Voorbeeld:"Hij stond daar, roerloos als een standbeeld."
2. Metafoor: een impliciete vergelijking tussen twee verschillende dingen die eigenlijk iets gemeen hebben.
Voorbeeld:"Ze was een zonnestraal in zijn donkere leven."
3. Personificatie: het toekennen van menselijke eigenschappen aan een dier, object of idee.
Voorbeeld:"De wind fluisterde door de bomen."
4. Alliteratie: de herhaling van hetzelfde beginmedeklinkergeluid in een reeks woorden.
Voorbeeld:"De zachte bries blies door de takken."
5. Assonantie: de herhaling van dezelfde klinker in een reeks woorden.
Voorbeeld:"De regen viel meedogenloos."
6. Consonantie: de herhaling van hetzelfde medeklinkergeluid in een reeks woorden.
Voorbeeld:"De kat kroop voorzichtig door de kieren."
7. Hyperbool: een overdrijving voor nadruk of humor.
Voorbeeld:"Hij had zo'n honger dat hij een paard kon opeten."
8. understatement: een opzettelijk understatement voor nadruk of humor.
Voorbeeld:"Het was een beetje koud daar." (verwijzend naar een sneeuwstorm)
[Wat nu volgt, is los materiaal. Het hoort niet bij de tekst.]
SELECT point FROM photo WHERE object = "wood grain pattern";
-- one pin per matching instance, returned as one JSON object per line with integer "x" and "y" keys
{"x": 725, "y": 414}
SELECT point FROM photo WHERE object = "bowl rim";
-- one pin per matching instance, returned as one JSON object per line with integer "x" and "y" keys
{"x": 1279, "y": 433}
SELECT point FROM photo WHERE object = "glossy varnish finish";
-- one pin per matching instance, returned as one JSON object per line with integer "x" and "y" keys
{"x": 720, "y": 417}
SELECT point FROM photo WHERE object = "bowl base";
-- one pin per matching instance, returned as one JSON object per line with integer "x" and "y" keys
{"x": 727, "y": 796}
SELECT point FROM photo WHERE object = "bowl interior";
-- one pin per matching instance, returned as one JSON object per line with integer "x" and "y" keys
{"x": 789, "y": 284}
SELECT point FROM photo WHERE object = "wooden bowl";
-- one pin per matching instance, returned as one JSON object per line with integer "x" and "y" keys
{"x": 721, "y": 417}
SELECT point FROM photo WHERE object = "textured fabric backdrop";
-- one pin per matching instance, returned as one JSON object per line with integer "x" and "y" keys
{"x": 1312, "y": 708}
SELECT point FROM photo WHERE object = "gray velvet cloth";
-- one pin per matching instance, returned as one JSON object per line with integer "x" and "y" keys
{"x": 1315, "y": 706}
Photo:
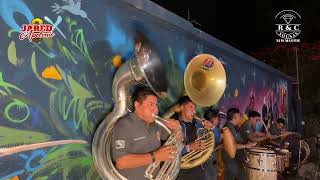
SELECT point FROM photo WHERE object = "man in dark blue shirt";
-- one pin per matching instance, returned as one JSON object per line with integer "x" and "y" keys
{"x": 190, "y": 127}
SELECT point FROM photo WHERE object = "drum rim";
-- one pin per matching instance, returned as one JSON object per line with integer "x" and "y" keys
{"x": 262, "y": 169}
{"x": 262, "y": 154}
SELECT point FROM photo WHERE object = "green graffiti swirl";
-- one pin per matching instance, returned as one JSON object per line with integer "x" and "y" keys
{"x": 20, "y": 105}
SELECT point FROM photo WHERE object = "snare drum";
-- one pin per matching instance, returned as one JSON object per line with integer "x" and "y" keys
{"x": 261, "y": 164}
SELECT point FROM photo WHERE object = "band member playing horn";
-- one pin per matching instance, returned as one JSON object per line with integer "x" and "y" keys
{"x": 190, "y": 127}
{"x": 213, "y": 121}
{"x": 136, "y": 137}
{"x": 248, "y": 128}
{"x": 232, "y": 166}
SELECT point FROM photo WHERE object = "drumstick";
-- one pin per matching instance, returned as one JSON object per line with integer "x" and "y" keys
{"x": 218, "y": 147}
{"x": 266, "y": 128}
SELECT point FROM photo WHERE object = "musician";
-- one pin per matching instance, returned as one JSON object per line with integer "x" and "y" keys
{"x": 277, "y": 128}
{"x": 213, "y": 122}
{"x": 190, "y": 126}
{"x": 248, "y": 128}
{"x": 233, "y": 167}
{"x": 136, "y": 137}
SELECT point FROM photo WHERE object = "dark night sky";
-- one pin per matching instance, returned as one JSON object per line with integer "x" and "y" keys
{"x": 247, "y": 25}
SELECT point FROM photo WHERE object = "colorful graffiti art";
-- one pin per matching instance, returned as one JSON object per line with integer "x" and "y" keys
{"x": 54, "y": 92}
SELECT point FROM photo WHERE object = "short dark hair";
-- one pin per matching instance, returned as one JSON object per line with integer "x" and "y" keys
{"x": 281, "y": 120}
{"x": 253, "y": 114}
{"x": 184, "y": 100}
{"x": 231, "y": 112}
{"x": 141, "y": 93}
{"x": 211, "y": 113}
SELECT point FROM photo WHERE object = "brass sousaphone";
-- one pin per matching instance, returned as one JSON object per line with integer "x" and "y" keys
{"x": 205, "y": 82}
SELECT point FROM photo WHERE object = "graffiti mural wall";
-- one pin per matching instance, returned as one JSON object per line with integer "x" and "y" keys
{"x": 54, "y": 93}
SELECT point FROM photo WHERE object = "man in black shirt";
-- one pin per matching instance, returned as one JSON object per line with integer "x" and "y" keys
{"x": 248, "y": 129}
{"x": 232, "y": 166}
{"x": 190, "y": 126}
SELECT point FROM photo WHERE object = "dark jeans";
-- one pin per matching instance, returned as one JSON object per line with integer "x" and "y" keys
{"x": 210, "y": 170}
{"x": 232, "y": 170}
{"x": 205, "y": 171}
{"x": 232, "y": 166}
{"x": 195, "y": 173}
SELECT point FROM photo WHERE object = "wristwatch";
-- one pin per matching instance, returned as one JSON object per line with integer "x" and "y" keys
{"x": 153, "y": 157}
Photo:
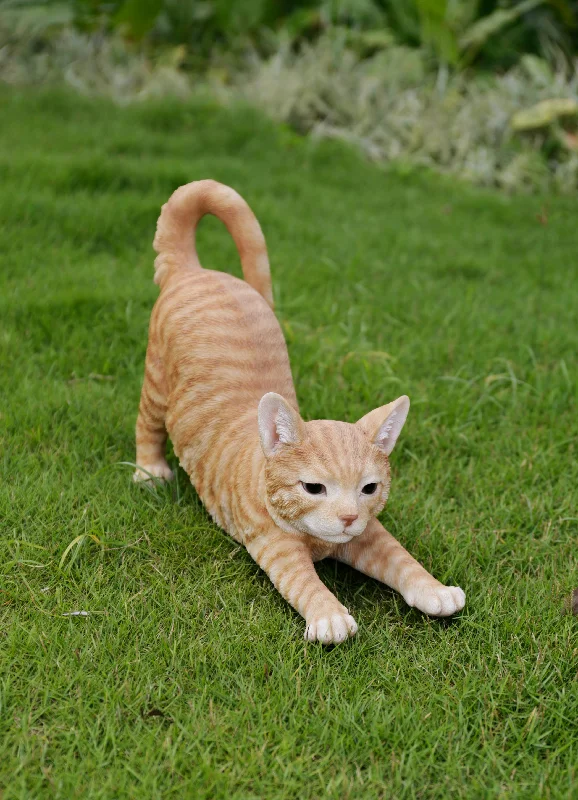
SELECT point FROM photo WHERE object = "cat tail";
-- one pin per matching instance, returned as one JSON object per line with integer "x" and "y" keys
{"x": 175, "y": 237}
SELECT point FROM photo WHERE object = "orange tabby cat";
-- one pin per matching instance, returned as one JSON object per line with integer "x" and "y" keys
{"x": 218, "y": 380}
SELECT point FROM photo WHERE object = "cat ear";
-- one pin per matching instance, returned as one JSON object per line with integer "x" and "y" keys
{"x": 279, "y": 423}
{"x": 383, "y": 425}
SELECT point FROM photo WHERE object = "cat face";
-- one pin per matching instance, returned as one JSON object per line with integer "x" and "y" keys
{"x": 326, "y": 478}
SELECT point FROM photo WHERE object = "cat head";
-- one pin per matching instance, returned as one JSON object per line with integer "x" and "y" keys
{"x": 327, "y": 478}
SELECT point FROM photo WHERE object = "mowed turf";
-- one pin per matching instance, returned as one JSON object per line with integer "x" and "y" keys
{"x": 190, "y": 677}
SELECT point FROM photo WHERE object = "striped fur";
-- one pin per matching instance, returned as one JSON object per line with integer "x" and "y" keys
{"x": 218, "y": 382}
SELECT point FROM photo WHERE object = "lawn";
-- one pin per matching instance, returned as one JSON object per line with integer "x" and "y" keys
{"x": 190, "y": 677}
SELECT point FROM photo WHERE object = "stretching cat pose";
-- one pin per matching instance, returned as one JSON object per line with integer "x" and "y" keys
{"x": 218, "y": 380}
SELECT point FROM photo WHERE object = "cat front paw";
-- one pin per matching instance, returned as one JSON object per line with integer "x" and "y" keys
{"x": 147, "y": 472}
{"x": 437, "y": 600}
{"x": 332, "y": 629}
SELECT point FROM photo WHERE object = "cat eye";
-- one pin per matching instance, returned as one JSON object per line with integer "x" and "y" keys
{"x": 313, "y": 488}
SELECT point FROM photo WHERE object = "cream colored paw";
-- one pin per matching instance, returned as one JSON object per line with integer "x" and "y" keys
{"x": 437, "y": 601}
{"x": 332, "y": 629}
{"x": 149, "y": 471}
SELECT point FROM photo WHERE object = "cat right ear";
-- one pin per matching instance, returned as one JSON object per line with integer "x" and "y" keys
{"x": 279, "y": 423}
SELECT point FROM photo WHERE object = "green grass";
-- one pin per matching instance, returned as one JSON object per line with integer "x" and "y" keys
{"x": 190, "y": 678}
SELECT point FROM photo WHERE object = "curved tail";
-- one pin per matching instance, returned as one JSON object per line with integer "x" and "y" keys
{"x": 175, "y": 237}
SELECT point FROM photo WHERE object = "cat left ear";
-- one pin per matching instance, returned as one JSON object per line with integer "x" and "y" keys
{"x": 383, "y": 425}
{"x": 279, "y": 423}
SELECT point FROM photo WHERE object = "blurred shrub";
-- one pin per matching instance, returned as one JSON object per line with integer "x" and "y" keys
{"x": 492, "y": 33}
{"x": 395, "y": 109}
{"x": 407, "y": 82}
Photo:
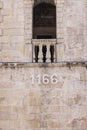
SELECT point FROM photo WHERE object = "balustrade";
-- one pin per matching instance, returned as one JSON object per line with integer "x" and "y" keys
{"x": 44, "y": 50}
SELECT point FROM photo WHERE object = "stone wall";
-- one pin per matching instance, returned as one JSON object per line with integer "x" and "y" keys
{"x": 33, "y": 105}
{"x": 62, "y": 106}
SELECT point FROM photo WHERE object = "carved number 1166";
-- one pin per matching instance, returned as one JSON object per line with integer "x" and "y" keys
{"x": 44, "y": 79}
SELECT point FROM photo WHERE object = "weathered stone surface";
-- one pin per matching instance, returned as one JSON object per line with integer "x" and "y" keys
{"x": 30, "y": 103}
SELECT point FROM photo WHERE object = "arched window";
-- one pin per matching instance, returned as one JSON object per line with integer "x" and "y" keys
{"x": 44, "y": 21}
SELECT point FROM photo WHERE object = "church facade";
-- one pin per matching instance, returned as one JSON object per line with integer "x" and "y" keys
{"x": 43, "y": 65}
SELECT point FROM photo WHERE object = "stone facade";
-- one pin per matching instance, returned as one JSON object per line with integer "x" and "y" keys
{"x": 35, "y": 103}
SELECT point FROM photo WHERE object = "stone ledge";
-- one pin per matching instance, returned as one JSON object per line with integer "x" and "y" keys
{"x": 0, "y": 5}
{"x": 58, "y": 64}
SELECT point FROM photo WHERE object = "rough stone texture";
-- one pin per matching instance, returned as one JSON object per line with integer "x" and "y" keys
{"x": 43, "y": 107}
{"x": 24, "y": 106}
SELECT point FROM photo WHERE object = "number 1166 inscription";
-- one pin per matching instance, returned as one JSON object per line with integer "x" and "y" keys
{"x": 44, "y": 79}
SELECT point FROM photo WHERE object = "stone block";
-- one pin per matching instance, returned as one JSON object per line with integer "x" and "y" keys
{"x": 1, "y": 5}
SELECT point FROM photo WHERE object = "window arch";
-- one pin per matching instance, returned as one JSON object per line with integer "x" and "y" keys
{"x": 44, "y": 20}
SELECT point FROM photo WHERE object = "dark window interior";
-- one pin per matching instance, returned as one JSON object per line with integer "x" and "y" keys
{"x": 44, "y": 21}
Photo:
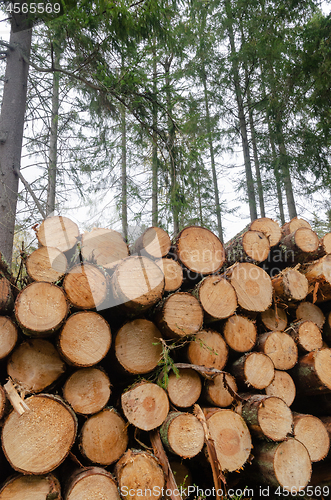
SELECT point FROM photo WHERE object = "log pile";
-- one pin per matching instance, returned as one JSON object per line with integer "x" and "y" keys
{"x": 173, "y": 364}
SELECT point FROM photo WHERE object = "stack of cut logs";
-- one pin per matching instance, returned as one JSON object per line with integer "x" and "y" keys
{"x": 172, "y": 364}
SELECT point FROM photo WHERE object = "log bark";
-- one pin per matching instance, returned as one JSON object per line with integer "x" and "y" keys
{"x": 231, "y": 437}
{"x": 145, "y": 405}
{"x": 184, "y": 388}
{"x": 179, "y": 315}
{"x": 309, "y": 311}
{"x": 87, "y": 390}
{"x": 240, "y": 333}
{"x": 46, "y": 264}
{"x": 208, "y": 349}
{"x": 306, "y": 335}
{"x": 252, "y": 285}
{"x": 199, "y": 250}
{"x": 58, "y": 232}
{"x": 8, "y": 336}
{"x": 41, "y": 309}
{"x": 290, "y": 286}
{"x": 173, "y": 274}
{"x": 138, "y": 346}
{"x": 312, "y": 374}
{"x": 140, "y": 471}
{"x": 282, "y": 387}
{"x": 137, "y": 284}
{"x": 104, "y": 247}
{"x": 31, "y": 488}
{"x": 268, "y": 417}
{"x": 216, "y": 391}
{"x": 182, "y": 434}
{"x": 252, "y": 246}
{"x": 86, "y": 287}
{"x": 104, "y": 437}
{"x": 274, "y": 318}
{"x": 311, "y": 432}
{"x": 35, "y": 365}
{"x": 280, "y": 347}
{"x": 84, "y": 339}
{"x": 217, "y": 298}
{"x": 153, "y": 243}
{"x": 39, "y": 440}
{"x": 286, "y": 464}
{"x": 91, "y": 482}
{"x": 253, "y": 369}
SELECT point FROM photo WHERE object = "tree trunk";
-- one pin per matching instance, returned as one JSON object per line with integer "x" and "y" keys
{"x": 104, "y": 437}
{"x": 11, "y": 132}
{"x": 39, "y": 449}
{"x": 53, "y": 139}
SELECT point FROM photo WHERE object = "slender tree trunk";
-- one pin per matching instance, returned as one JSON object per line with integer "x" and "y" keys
{"x": 241, "y": 114}
{"x": 124, "y": 206}
{"x": 52, "y": 167}
{"x": 154, "y": 151}
{"x": 11, "y": 134}
{"x": 212, "y": 159}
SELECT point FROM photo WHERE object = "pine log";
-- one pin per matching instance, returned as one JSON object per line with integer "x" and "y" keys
{"x": 31, "y": 488}
{"x": 290, "y": 286}
{"x": 311, "y": 432}
{"x": 312, "y": 374}
{"x": 104, "y": 247}
{"x": 216, "y": 390}
{"x": 35, "y": 365}
{"x": 301, "y": 244}
{"x": 217, "y": 298}
{"x": 184, "y": 387}
{"x": 282, "y": 387}
{"x": 41, "y": 308}
{"x": 153, "y": 243}
{"x": 252, "y": 246}
{"x": 306, "y": 335}
{"x": 6, "y": 297}
{"x": 286, "y": 464}
{"x": 252, "y": 285}
{"x": 39, "y": 440}
{"x": 182, "y": 434}
{"x": 253, "y": 369}
{"x": 208, "y": 349}
{"x": 293, "y": 225}
{"x": 199, "y": 250}
{"x": 231, "y": 437}
{"x": 138, "y": 346}
{"x": 8, "y": 336}
{"x": 87, "y": 390}
{"x": 140, "y": 473}
{"x": 240, "y": 333}
{"x": 86, "y": 286}
{"x": 268, "y": 417}
{"x": 309, "y": 311}
{"x": 46, "y": 264}
{"x": 274, "y": 318}
{"x": 104, "y": 437}
{"x": 137, "y": 284}
{"x": 280, "y": 347}
{"x": 179, "y": 315}
{"x": 58, "y": 232}
{"x": 173, "y": 274}
{"x": 269, "y": 228}
{"x": 91, "y": 483}
{"x": 145, "y": 405}
{"x": 84, "y": 339}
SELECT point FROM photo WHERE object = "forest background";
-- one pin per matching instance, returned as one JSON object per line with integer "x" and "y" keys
{"x": 169, "y": 113}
9. Eufemisme: een milde of indirecte uitdrukking die wordt gebruikt in plaats van een meer directe of aanstootgevende uitdrukking.
Voorbeeld:"Hij overleed" (in plaats van "gestorven")
10. Oxymoron: een stijlfiguur die twee ogenschijnlijk tegenstrijdige termen naast elkaar plaatst.
Voorbeeld:"De oorverdovende stilte vulde de kamer."